Secondly, the effective exchange of information with the child’s mother fulfils two important functions. It ensures that key pieces of information do not fall between the gaps between you and the other parent. Finally, it also provides your child with a sense of continuity and a feeling that they still have two parents who are fully engaged in their lives.
What information is important?
Important information is simply the information that you both need to maintain your child’s wellbeing. If there is information that you feel is important, it’s a good bet your child’s mum thinks it is too. The following list gives you the basics but you might want to build on it:
- issues around health
- reactions to the separation
- unusual behaviour
- school attendance and performance
- information about other family members
- things that are happening with friends
It is important that the exchange of information is as full as possible without overloading each other with irrelevant news and unrealistic demands. Good communication builds trust between separating parents. It will reassure you both that your child is safe in the other’s hands.
How do we communicate effectively?
As parents living together, information about the wellbeing of your children passes between you almost unnoticed. When you separate, it becomes crucial that you establish new ways of communicating that important information. This may require you to establish more formal mechanisms for doing so.
The best way to pass information between you is to continue to talk. Some parents are able to chat quite freely whereas others agree a time and place to deal with things in one session. If there is any chance at all that you may argue, discuss things away from your child.
If talking face-to-face is too difficult try using the telephone, email or even SMS text. If arguments are likely to erupt, agree an agenda in advance and stick to it. Never withhold information as a means of undermining your child’s mother as this only puts your child at risk. And never require your child to be the conduit for information.

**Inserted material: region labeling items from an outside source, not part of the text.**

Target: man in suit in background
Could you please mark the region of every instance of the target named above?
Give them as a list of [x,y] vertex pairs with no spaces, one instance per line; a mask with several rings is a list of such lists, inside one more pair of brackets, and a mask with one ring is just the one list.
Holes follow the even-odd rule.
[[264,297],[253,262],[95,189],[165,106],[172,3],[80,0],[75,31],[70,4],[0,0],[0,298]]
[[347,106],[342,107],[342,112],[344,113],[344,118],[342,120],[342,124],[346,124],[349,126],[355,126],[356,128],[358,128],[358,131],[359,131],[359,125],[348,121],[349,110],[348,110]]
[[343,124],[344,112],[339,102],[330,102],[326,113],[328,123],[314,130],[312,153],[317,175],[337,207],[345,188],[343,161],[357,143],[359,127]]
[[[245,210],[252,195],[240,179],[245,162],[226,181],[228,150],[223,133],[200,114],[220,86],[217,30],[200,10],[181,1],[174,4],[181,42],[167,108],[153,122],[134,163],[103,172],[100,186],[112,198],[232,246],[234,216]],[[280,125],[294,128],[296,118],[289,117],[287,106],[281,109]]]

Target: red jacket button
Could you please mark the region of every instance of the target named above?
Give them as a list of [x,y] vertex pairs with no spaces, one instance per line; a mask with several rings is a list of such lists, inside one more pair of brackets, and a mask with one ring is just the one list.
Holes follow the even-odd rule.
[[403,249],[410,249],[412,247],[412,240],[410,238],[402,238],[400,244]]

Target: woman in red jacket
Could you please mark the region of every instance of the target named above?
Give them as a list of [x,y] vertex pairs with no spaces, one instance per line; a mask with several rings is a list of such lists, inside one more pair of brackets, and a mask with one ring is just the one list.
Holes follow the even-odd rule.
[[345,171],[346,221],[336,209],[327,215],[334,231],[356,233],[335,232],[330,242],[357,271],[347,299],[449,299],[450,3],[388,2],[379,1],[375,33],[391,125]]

It is a fact that, when you speak to someone face-to-face, the thing that they focus on least is what you say. More important is your tone of voice and body language. Women very often find the way that men communicate hostile and as a consequence become defensive.
It is important that you are assertive in your communication but never aggressive. Assertiveness means being clear and unambiguous. Aggressiveness means being demanding and threatening. Things are usually quite tense after separation, so be extra vigilant about the way you are communicating with your child’s mother.